Bringing council rates down is a key focus in Mr Oates’ overall campaign, with a “look into the structure of council and see why it is that we’re still having to get the highest rate increases every time”.

“There needs to be a lot of work done in aged care, road surfaces, youth violence, domestic violence and so on,” he said.

Casey’s rates arrears peaked in 2023, when in that fiscal year rates were capped at 3.5 per cent, with Noelene Duff PSM commenting in a previous Star News article that the rate was “0.5 per cent below the Essential Services Comission recommendation and less than the rates of inflation [that were] currently being experienced in Victoria”.

Ms Duff also added that the costs were not only influenced by the increase of consumer price index every year, “but also by the effect of increased construction costs for capital works projects”.

For Mr Oates, it’s all about going “back to the basics of rates, roads and rubbish”.

“When I finished in 2005, I left the place [council] and we were right up at the top of ratepayers’ satisfaction, and we were down the bottom of rate costs but by 2007, it goes up on a 60 degree angle and it’s not stopped,” he said.

According to the Essential Services Commission, the current rate cap for the financial year of 2024-2025 is at 2.75 per cent, a decrease from the previous financial year, with rate figures between the financial years of 2016-17 and 2022-23 averaging at 2.0 per cent.

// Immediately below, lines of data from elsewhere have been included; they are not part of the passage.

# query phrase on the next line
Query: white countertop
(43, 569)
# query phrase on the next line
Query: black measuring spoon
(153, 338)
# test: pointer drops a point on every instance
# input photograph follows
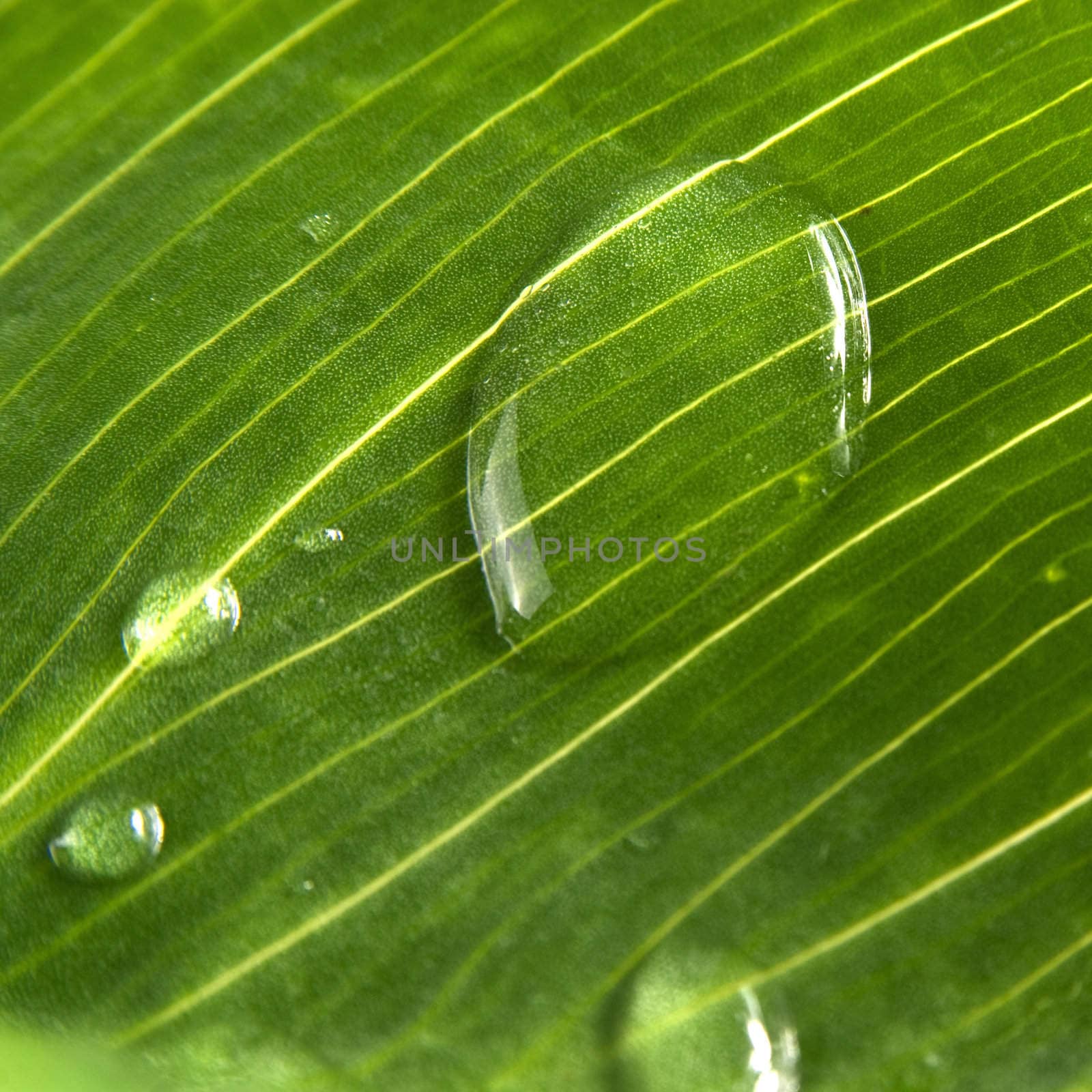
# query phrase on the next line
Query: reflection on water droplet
(698, 382)
(319, 225)
(109, 840)
(682, 1026)
(156, 631)
(319, 538)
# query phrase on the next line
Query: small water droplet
(109, 840)
(699, 380)
(319, 225)
(156, 631)
(319, 538)
(680, 1024)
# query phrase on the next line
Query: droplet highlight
(318, 225)
(317, 540)
(109, 840)
(687, 379)
(160, 629)
(686, 1022)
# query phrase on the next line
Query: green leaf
(278, 811)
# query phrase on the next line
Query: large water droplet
(318, 225)
(156, 631)
(688, 376)
(684, 1026)
(109, 840)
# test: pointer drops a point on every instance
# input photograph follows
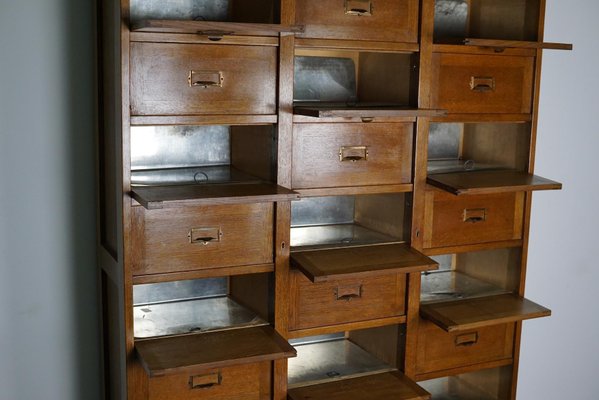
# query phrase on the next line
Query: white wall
(48, 297)
(560, 354)
(48, 330)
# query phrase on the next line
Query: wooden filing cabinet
(316, 199)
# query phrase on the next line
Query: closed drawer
(343, 301)
(468, 83)
(190, 79)
(240, 382)
(472, 219)
(381, 20)
(346, 154)
(200, 237)
(439, 350)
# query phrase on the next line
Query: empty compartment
(200, 305)
(456, 20)
(341, 221)
(486, 384)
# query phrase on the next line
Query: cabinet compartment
(346, 154)
(470, 83)
(200, 79)
(201, 237)
(440, 350)
(378, 20)
(470, 219)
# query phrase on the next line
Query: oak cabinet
(305, 199)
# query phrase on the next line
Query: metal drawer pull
(205, 79)
(204, 236)
(353, 153)
(361, 8)
(482, 84)
(205, 381)
(468, 339)
(348, 292)
(475, 215)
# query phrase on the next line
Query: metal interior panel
(153, 293)
(327, 79)
(161, 147)
(200, 315)
(330, 361)
(200, 10)
(454, 285)
(451, 19)
(340, 235)
(323, 211)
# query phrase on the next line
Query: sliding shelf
(489, 182)
(474, 313)
(156, 197)
(215, 30)
(197, 352)
(352, 262)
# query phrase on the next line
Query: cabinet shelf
(352, 262)
(191, 353)
(156, 197)
(489, 182)
(215, 30)
(479, 312)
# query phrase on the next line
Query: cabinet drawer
(471, 219)
(381, 20)
(346, 154)
(189, 79)
(468, 83)
(439, 350)
(345, 300)
(242, 382)
(200, 237)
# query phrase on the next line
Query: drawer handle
(475, 215)
(482, 84)
(204, 236)
(468, 339)
(353, 153)
(360, 8)
(348, 292)
(205, 79)
(205, 381)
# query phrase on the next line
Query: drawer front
(380, 20)
(332, 155)
(343, 301)
(240, 382)
(189, 79)
(467, 83)
(200, 237)
(471, 219)
(439, 350)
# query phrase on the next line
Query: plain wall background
(49, 344)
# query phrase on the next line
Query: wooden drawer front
(240, 382)
(389, 20)
(439, 350)
(330, 155)
(170, 78)
(342, 301)
(466, 83)
(470, 219)
(241, 235)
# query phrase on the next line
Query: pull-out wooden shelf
(479, 312)
(213, 29)
(191, 353)
(156, 197)
(351, 262)
(489, 182)
(390, 385)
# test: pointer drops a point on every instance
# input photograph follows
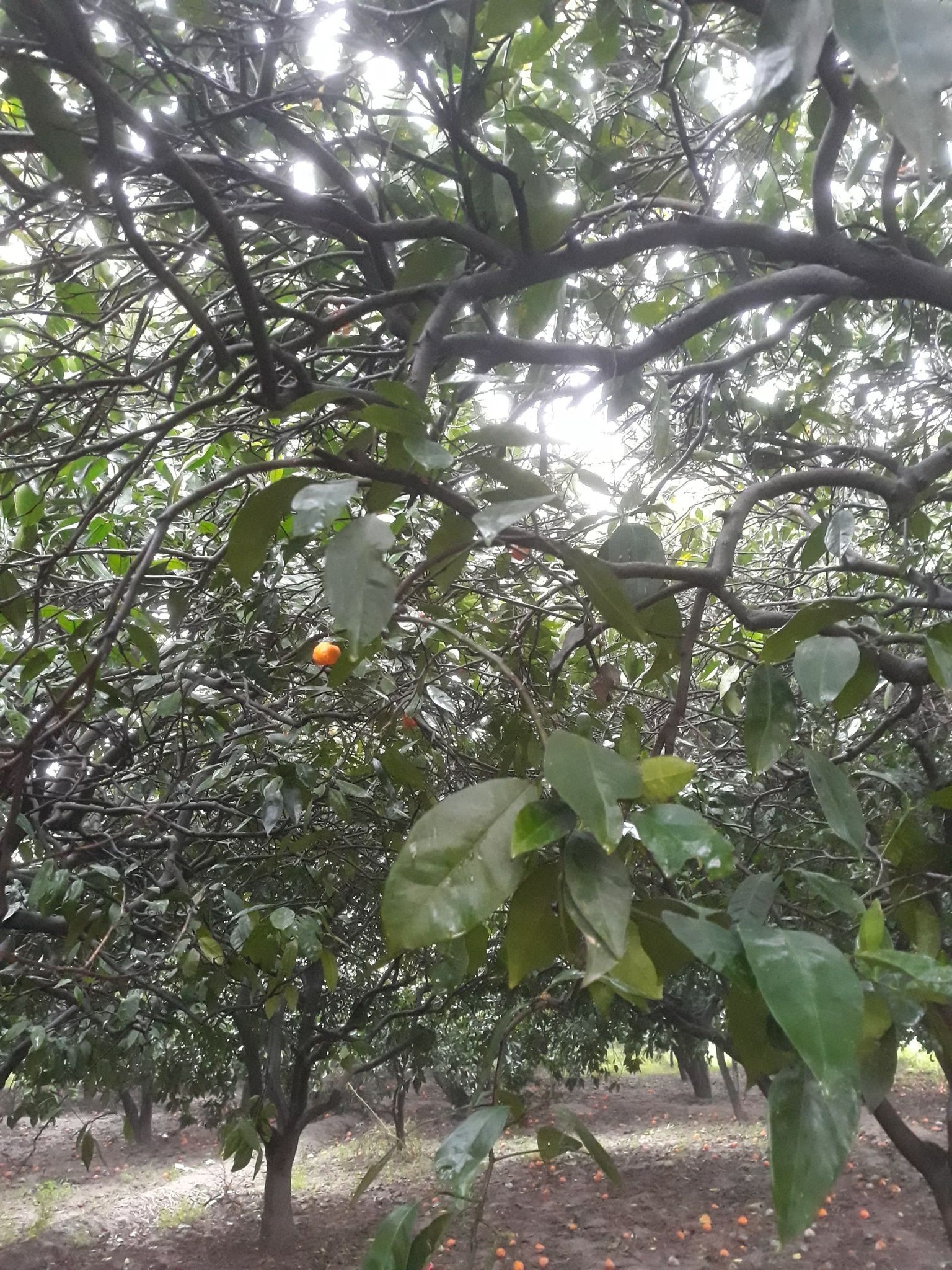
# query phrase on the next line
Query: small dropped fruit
(325, 653)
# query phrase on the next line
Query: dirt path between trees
(178, 1206)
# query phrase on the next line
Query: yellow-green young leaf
(456, 866)
(770, 718)
(838, 799)
(535, 935)
(938, 653)
(823, 666)
(674, 835)
(592, 780)
(56, 130)
(813, 993)
(359, 587)
(811, 1130)
(809, 621)
(663, 776)
(255, 525)
(598, 893)
(541, 824)
(450, 548)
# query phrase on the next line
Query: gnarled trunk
(277, 1217)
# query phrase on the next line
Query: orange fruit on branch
(325, 653)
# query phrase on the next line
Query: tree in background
(580, 368)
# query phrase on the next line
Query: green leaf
(660, 424)
(813, 993)
(426, 1242)
(318, 506)
(674, 835)
(391, 1240)
(455, 869)
(938, 653)
(823, 666)
(553, 1143)
(55, 128)
(860, 687)
(927, 980)
(573, 1124)
(499, 516)
(462, 1153)
(540, 824)
(505, 17)
(592, 780)
(902, 50)
(606, 592)
(838, 799)
(598, 889)
(359, 587)
(753, 900)
(835, 893)
(809, 621)
(770, 718)
(257, 523)
(663, 776)
(715, 945)
(788, 42)
(811, 1130)
(535, 936)
(454, 534)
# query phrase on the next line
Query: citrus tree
(514, 431)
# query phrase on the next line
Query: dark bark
(733, 1093)
(926, 1157)
(695, 1067)
(140, 1118)
(277, 1217)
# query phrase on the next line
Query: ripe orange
(325, 653)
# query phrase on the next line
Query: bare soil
(177, 1204)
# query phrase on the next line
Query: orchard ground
(682, 1162)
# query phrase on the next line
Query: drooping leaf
(535, 936)
(56, 130)
(592, 780)
(257, 523)
(770, 718)
(809, 621)
(598, 889)
(813, 993)
(540, 824)
(838, 799)
(902, 50)
(788, 43)
(811, 1129)
(823, 666)
(676, 833)
(574, 1126)
(456, 866)
(359, 587)
(316, 506)
(462, 1153)
(499, 516)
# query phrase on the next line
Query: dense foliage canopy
(580, 371)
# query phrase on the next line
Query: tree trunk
(695, 1067)
(733, 1093)
(277, 1217)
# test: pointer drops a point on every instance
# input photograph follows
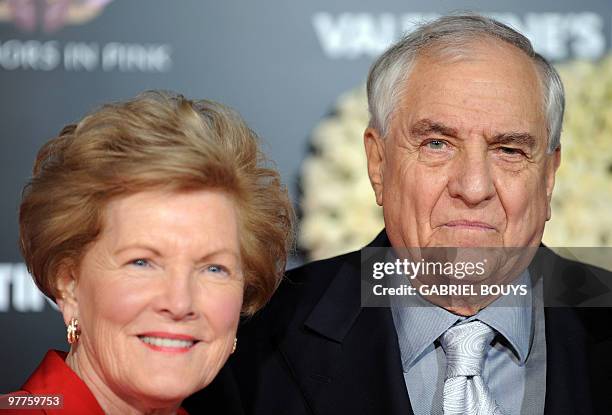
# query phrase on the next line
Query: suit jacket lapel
(346, 358)
(567, 373)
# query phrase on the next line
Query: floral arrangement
(340, 213)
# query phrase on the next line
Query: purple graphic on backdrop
(50, 15)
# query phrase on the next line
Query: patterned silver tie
(465, 392)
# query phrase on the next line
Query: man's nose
(471, 179)
(176, 296)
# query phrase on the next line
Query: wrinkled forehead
(487, 76)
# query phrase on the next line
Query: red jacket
(54, 377)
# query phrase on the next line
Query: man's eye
(140, 262)
(511, 151)
(435, 144)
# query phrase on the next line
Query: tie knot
(465, 346)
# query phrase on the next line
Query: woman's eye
(217, 269)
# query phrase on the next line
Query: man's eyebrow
(520, 139)
(426, 126)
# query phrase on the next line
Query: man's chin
(467, 239)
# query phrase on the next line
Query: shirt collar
(419, 324)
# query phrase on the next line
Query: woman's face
(158, 295)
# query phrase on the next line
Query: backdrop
(281, 64)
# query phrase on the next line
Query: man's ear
(551, 171)
(375, 153)
(66, 292)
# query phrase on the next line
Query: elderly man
(462, 149)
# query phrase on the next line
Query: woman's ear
(66, 288)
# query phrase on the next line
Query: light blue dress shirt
(515, 365)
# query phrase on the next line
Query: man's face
(465, 161)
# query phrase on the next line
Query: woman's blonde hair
(157, 140)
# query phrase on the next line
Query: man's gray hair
(453, 33)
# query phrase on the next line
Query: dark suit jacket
(314, 350)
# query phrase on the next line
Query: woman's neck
(109, 401)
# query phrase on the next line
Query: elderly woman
(152, 223)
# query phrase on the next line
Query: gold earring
(73, 331)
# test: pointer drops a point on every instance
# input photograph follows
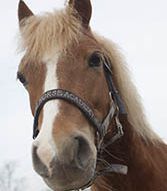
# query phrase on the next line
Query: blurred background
(138, 27)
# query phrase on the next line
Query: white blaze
(46, 146)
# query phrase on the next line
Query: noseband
(101, 127)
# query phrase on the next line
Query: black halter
(101, 127)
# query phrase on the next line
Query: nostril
(39, 167)
(82, 152)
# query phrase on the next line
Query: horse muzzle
(72, 168)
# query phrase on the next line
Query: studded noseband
(101, 127)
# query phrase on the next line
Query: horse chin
(71, 179)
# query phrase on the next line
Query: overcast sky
(138, 27)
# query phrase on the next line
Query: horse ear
(84, 9)
(23, 11)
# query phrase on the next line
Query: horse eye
(95, 60)
(21, 78)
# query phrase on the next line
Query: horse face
(64, 152)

“Between now and October I’ll be out talking to people, asking what concerns they’ve got, asking about what they think about the fact that some of the former councillors might be getting re-elected because nobody knows who they were,” Mr Oates said.

During the 2020 IBAC investigation, Mr Oates had been listed with four other candidates as a target for donations from John Woodman’s ALP lobbyist Phil Staindl.

While Mr Staindl had initially offered a donation to Mr Oates’ campaign fund, the latter party declined saying that he didn’t “want to be in someone’s debt” and that he wasn’t going to “do what they want me to do on council”.

“I’ve had people saying to me that there’s going to be a lot of new people [and] it won’t change the culture because the council have still got a lot of people who’ve been there for a long time, and that [they] need somebody to actually get in there and [they] can trust.

“We’re going to get some things happening in the city; a lot of people said that to me and I thought, I can go in there and assist people who are getting elected for the first time.

“Council moves very, very slowly, it’s still very much the same and I don’t think the culture is as good as it could be,” Mr Oates said.

Having an early start leading to this year’s council elections is the move for Mr Oates, with more outreach planned, sticking to the notion that “people should [know more] about who their councillors are, and what they really are going to do for the community”.